Oppure se è preferibile levarsi questa corazza e affrontare il mondo avendo
fede. Fede nella nascosta ma potenziale capacità dell'uomo di cambiare il
mondo. Ma anche fede in un ordine sovra-ordinato che possa fornire la bussola
di ciò che è buono e ciò che è cattivo. Una razionalità spietata che decide di
non combattere una guerra già persa o una convinzione così forte nelle capacità
umane da permettere di provare a combatterla. Senza contare che tra ragione e
religione c'è spesso come terzo incomodo il caso, che agisce con regole tutte
sue. Anche se una persona razionale lo farebbe rientrare in una statistica,
pur minimale, e una persona religiosa leggerebbe in eventi incontrollabili e
spiazzanti delle prove di fede. Ed è interessante come i personaggi di Bilotta
si scambino di continuo le maschere della fede e della razionalità, pur
rimanendo in balia del caso SPOILER quanto a livello simbolico si vede un
Lucifero (Xabaras con le sue manie da "salvatore del mondo") che
veste i panni di Prometeo (il dottor Simon, che offre il dono della
conoscenza agli immemori) per "taroccare" una realtà meccanica
che si sarebbe risolta da sola senza alcun intervento divino o diabolico (la
guarigione del paziente zero). Quasi il simbolo di una spiritualità che non
trova più posto nell'era moderna (e la cosa potrebbe anche non essere un bene,
ve lo pongo come riflessione senza voler forzare alcun giudizio personale...

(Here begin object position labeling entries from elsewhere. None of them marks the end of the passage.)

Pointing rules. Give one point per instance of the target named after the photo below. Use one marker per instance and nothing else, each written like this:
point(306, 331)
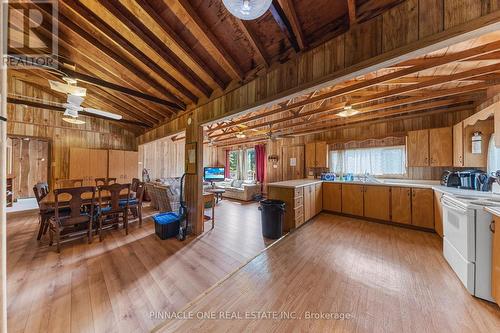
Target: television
point(214, 174)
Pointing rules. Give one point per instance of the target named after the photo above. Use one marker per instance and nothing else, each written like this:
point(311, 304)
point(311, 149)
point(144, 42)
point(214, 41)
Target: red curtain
point(226, 170)
point(260, 161)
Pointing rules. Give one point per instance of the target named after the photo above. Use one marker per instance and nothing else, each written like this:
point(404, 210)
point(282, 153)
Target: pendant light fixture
point(247, 9)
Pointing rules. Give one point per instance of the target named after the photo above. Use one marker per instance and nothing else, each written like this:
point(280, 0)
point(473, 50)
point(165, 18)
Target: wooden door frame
point(49, 152)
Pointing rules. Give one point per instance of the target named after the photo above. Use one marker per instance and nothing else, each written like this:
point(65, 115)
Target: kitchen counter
point(295, 183)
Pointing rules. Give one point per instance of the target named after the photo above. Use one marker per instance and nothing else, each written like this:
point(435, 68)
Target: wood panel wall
point(29, 164)
point(416, 26)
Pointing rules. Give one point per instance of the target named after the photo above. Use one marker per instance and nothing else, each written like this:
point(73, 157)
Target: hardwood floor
point(114, 285)
point(387, 279)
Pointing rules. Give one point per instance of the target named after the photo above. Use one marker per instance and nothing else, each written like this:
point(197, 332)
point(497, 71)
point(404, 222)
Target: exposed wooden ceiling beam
point(284, 24)
point(93, 42)
point(190, 19)
point(84, 13)
point(141, 30)
point(254, 41)
point(180, 47)
point(336, 107)
point(34, 104)
point(290, 12)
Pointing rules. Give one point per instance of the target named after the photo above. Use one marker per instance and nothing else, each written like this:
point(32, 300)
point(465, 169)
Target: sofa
point(244, 190)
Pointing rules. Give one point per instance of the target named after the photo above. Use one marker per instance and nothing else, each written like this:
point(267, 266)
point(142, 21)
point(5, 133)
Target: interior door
point(292, 162)
point(377, 202)
point(401, 205)
point(116, 165)
point(99, 164)
point(131, 166)
point(79, 164)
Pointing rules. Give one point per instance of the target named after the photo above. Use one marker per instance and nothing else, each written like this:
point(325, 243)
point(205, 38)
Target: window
point(242, 164)
point(250, 164)
point(234, 159)
point(383, 161)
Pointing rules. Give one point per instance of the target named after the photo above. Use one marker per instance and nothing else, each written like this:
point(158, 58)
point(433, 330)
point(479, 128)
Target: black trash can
point(272, 212)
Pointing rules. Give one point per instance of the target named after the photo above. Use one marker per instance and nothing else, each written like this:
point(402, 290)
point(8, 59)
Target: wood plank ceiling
point(453, 78)
point(148, 60)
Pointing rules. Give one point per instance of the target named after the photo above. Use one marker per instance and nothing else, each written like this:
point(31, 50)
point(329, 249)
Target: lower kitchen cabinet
point(332, 197)
point(438, 213)
point(352, 199)
point(495, 267)
point(377, 202)
point(422, 213)
point(401, 205)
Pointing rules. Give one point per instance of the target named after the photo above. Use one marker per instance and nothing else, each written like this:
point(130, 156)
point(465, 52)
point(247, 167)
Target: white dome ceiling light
point(247, 9)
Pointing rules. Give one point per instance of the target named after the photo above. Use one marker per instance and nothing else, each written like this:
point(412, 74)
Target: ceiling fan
point(73, 107)
point(74, 101)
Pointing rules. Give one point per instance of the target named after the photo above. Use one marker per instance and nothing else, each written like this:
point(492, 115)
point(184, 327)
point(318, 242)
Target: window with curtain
point(242, 164)
point(234, 163)
point(381, 161)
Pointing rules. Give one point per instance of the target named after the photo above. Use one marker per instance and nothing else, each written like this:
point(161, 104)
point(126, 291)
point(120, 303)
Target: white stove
point(467, 242)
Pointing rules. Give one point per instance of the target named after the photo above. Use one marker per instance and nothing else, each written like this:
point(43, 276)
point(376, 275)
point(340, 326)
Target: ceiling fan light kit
point(247, 9)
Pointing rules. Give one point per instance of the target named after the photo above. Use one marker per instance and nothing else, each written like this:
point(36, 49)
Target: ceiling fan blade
point(103, 113)
point(75, 100)
point(67, 88)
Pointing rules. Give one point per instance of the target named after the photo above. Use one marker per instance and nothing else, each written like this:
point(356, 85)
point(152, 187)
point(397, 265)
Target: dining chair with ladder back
point(68, 183)
point(111, 211)
point(135, 204)
point(73, 222)
point(104, 181)
point(41, 190)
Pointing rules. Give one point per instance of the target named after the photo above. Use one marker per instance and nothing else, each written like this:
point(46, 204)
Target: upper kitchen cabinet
point(458, 145)
point(316, 155)
point(432, 147)
point(478, 159)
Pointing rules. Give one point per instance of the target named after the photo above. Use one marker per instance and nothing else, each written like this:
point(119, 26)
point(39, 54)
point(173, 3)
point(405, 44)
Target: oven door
point(459, 227)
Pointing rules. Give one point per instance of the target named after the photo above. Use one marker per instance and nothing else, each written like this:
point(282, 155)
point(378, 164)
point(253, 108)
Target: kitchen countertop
point(387, 182)
point(295, 183)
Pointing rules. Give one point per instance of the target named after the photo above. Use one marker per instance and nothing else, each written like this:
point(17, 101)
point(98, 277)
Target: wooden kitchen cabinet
point(486, 127)
point(432, 147)
point(401, 205)
point(438, 213)
point(418, 148)
point(352, 199)
point(316, 155)
point(422, 212)
point(332, 197)
point(441, 146)
point(88, 164)
point(377, 202)
point(318, 198)
point(458, 145)
point(495, 267)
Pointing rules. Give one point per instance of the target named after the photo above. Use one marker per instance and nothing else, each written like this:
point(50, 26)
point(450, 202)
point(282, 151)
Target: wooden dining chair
point(104, 181)
point(135, 204)
point(73, 222)
point(41, 190)
point(68, 183)
point(110, 211)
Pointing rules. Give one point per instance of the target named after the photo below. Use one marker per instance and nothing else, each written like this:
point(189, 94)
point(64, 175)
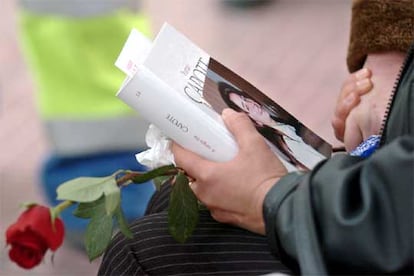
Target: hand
point(367, 117)
point(234, 191)
point(356, 85)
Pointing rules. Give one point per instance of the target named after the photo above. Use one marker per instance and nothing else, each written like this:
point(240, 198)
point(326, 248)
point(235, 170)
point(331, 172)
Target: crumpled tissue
point(159, 152)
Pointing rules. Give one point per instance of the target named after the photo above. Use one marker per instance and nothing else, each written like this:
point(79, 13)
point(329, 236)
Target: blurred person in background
point(71, 47)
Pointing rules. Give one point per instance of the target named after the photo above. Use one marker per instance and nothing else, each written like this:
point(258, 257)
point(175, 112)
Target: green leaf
point(54, 213)
point(98, 235)
point(161, 180)
point(89, 209)
point(182, 210)
point(84, 189)
point(112, 197)
point(164, 170)
point(123, 223)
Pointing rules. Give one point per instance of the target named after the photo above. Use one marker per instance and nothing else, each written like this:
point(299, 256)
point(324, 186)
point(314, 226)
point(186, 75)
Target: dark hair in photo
point(271, 134)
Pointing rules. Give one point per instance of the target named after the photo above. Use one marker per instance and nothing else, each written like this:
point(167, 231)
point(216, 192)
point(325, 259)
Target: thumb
point(240, 125)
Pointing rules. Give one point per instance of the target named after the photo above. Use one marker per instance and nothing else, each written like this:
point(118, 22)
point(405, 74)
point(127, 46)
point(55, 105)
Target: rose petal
point(37, 218)
point(28, 249)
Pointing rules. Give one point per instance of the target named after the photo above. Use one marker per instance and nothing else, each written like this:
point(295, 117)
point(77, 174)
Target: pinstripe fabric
point(214, 248)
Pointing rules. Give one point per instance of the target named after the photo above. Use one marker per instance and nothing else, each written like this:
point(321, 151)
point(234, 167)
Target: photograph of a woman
point(280, 131)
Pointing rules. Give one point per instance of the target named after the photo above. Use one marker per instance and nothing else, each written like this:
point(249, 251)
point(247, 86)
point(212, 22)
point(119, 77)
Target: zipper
point(393, 93)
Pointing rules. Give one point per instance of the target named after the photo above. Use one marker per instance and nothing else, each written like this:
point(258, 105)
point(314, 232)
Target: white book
point(181, 89)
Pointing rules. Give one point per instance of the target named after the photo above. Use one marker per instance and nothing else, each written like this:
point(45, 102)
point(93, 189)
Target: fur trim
point(379, 25)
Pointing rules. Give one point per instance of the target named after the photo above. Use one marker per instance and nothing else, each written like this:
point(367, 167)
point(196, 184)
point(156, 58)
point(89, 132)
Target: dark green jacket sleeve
point(350, 215)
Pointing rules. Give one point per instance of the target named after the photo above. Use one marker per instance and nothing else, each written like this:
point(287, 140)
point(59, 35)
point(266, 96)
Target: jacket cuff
point(272, 202)
point(379, 26)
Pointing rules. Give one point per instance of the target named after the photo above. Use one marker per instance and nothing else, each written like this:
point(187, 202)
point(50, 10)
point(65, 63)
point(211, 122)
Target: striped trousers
point(213, 249)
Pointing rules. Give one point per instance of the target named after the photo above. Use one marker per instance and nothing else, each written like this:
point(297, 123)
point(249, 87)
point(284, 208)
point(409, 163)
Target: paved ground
point(293, 50)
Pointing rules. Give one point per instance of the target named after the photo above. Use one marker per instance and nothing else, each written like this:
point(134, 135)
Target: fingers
point(240, 125)
point(356, 85)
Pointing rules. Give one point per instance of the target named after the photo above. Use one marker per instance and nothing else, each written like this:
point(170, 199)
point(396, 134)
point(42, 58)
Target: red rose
point(32, 235)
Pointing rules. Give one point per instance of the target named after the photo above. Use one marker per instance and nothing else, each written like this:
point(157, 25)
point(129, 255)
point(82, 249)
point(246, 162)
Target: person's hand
point(234, 191)
point(356, 85)
point(367, 117)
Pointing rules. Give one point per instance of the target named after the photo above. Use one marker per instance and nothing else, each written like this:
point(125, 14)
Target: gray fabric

perché ritengo che sia bello poter riflettere liberamente su queste cose ed è
interessante che da un fumetto possano scaturire simili riflessioni) e deve
"forzare le cose" per mantenere il suo ruolo. FINE SPOILER Al di là di
queste suggestioni che Bilotta spalma anche con sagacia e ironia, il numero ci
offre nuovi punti di vista per capire il suo Dylan e fa delle rivelazioni
piuttosto importanti che avranno sicuramente peso nel microcosmo del nostro
antieroe anche nell'immediato futuro. Narrativamente è per me una delle letture
più belle dell'anno. Camagni, che già aveva donato grande umanità al Napoleone
di Ambrosini, evidenzia al meglio le debolezze e acciacchi del Dylan di mezza
età. Un eroe fragile e impotente anche alla luce del complicato periodo di
vita che sta trascorrendo, ma anche un uomo che sta cercando di rialzarsi, che
vuole ancora riuscire a cambiare il mondo. Anche il resto dei personaggi in scena
sono un po' soli, tristi e decadenti, non c'è molta azione anche perché non è a
quella che il numero punta. Ma tutti i personaggi si muovono su uno scenario
davvero di impatto, pieno di sfaccettature e suggestioni. Dal grande demiurgo
Werner che letteralmente (ma è un trucco) cammina in aria sulla nuova Londra
al dottor Simon, che si muove guardingo e spaventato tra vicoli oscuri. Dalla
stanza contenitiva dentro la quale come ombra bestiale si muove il paziente
zero, al museo di arte moderna dove i non morti all'interno di un cubo di vetro
diventano un opera-zombie viva e morta insieme. Immagini che si scolpiscono
subito in testa, cariche di simbolismo anche se spesso solo accennate,
assoggettate al meraviglioso racconto di Bilotta.
- In conclusione: questo speciale numero 30 è per me un numero irrinunciabile,
che continua con grande estro una delle storie di Dylan Dog più belle di
sempre. Potrei forse dire che la storia in questo caso è più bella dei disegni,
ma il lavoro dei professionisti coinvolti in questa storia è assolutamente
strepitoso. Un fumetto davvero imperdibile se avete amato o ancora oggi amate
questo personaggio. E' davvero una dolce tortura che per aspettare un numero
nuovo ci tocchi aspettare ogni volta un anno intero.